How to balance not caring about the crowd (contrarian) against confirmation bias (only searching for your own views and not listening to the crowd)
The exact quote is: You need a temperament that neither derives great pleasure from being with the crowd or against the crowd. It is too easy to read a report that says "xyz" is a quality business because of "blank" in their past and suddenly you believe it and are biased. Or that this industry is expected to grow HSD over the next 5 years and is now secular growth and no longer cyclical. Or the ROIC looks high at first and you think they have a competitive advantage, or it is universally known for being quality when people talk shop and do their "quality compounders lists" on fintwit or graham and doddsville letters, etc.
You need to have a process to audit these things on your own, and enough conviction in your process that you are satisfied with your own conclusions, whether they align with the consensus or are contrarian. Being contrarian for contrarian's sake is deadly. It's not about searching for a specific view, but having conviction in the results of your own process - and that usually requires some level of creativity and intellectual honesty to ensure you are thinking about things properly and weighing the outcomes appropriately. There is too much information out there, and time is the most valuable resource of an investor, so we rely too quickly on a number of sources, heuristics, etc. to get a grasp quickly, so you have to find what matters most at any given time and trust that your view is somewhat more accurate.

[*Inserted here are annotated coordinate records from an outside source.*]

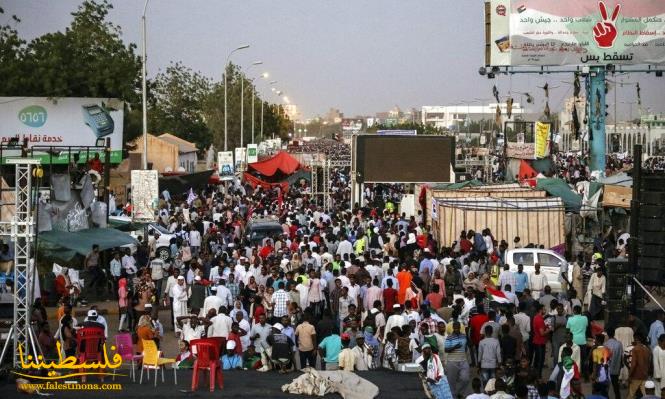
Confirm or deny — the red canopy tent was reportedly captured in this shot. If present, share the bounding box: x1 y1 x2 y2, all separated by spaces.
243 151 301 191
247 151 300 177
518 160 538 187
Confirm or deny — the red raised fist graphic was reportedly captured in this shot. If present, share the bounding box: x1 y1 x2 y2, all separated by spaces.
593 1 621 48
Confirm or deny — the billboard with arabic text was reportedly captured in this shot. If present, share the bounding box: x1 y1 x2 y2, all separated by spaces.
485 0 665 66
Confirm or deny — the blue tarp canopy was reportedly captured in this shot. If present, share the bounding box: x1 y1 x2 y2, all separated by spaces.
536 179 582 213
39 228 138 258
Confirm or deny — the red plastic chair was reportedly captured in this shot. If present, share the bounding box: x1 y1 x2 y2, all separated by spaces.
76 327 106 382
113 333 143 382
190 340 224 392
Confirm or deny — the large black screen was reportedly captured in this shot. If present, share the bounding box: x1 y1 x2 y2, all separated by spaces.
354 135 455 183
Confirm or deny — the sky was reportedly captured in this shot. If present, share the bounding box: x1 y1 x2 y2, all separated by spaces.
0 0 665 119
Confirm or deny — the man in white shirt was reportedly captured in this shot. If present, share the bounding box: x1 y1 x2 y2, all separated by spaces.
189 229 201 257
150 258 168 298
122 249 136 280
236 312 252 352
529 263 548 300
249 314 272 353
199 287 223 317
383 303 408 340
337 238 353 258
208 306 233 338
216 279 233 309
171 276 187 335
513 302 531 342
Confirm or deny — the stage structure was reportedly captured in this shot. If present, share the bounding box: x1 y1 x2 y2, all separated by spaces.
0 158 42 367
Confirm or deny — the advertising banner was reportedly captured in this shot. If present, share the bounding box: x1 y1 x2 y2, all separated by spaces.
536 122 552 158
235 147 247 172
131 170 159 222
376 130 418 136
217 151 234 180
0 97 124 163
247 144 259 163
486 0 665 66
342 118 363 135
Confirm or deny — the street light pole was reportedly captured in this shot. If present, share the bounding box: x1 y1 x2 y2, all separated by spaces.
261 80 277 139
224 44 249 151
240 76 245 148
141 0 150 170
245 61 263 147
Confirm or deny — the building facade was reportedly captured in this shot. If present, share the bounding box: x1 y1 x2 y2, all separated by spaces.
420 103 524 129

That is where the temperament of not caring is valuable since we are pre-disposed to like things where we have made money in the past, or feel safety in numbers, or enjoy being a cynic, or rely on other people's summaries and views.
For background I work in commodity trading particularly in natural gas. So even though my job would be described as fundamental as we don't use quantitative models to trade directly its a very much data driven field and as a junior that falls on me to build out. However, at uni I did internships in L/S at some top firms which I'm guessing ur question is more about.
You need a mixture of pure intelligence, creativity and the correct emotional responses to risk. The way I put it to people is that everyone I met in the HF industry was on the high end in all categories when comparing yourself to other people in finance. Do you need a phd in theoretical physics of course not but if you can understand that, then analysing companies suddenly seems rather simple.
However, I would say that the smartest people at HFs are the ones that have VERY good pattern recognition (memory is a big part of that as well) and have the ability to draw obscure information together and create the full picture. Some people can do those two things but not be 'traditionally' super intelligent when looking at grades or IQ tests.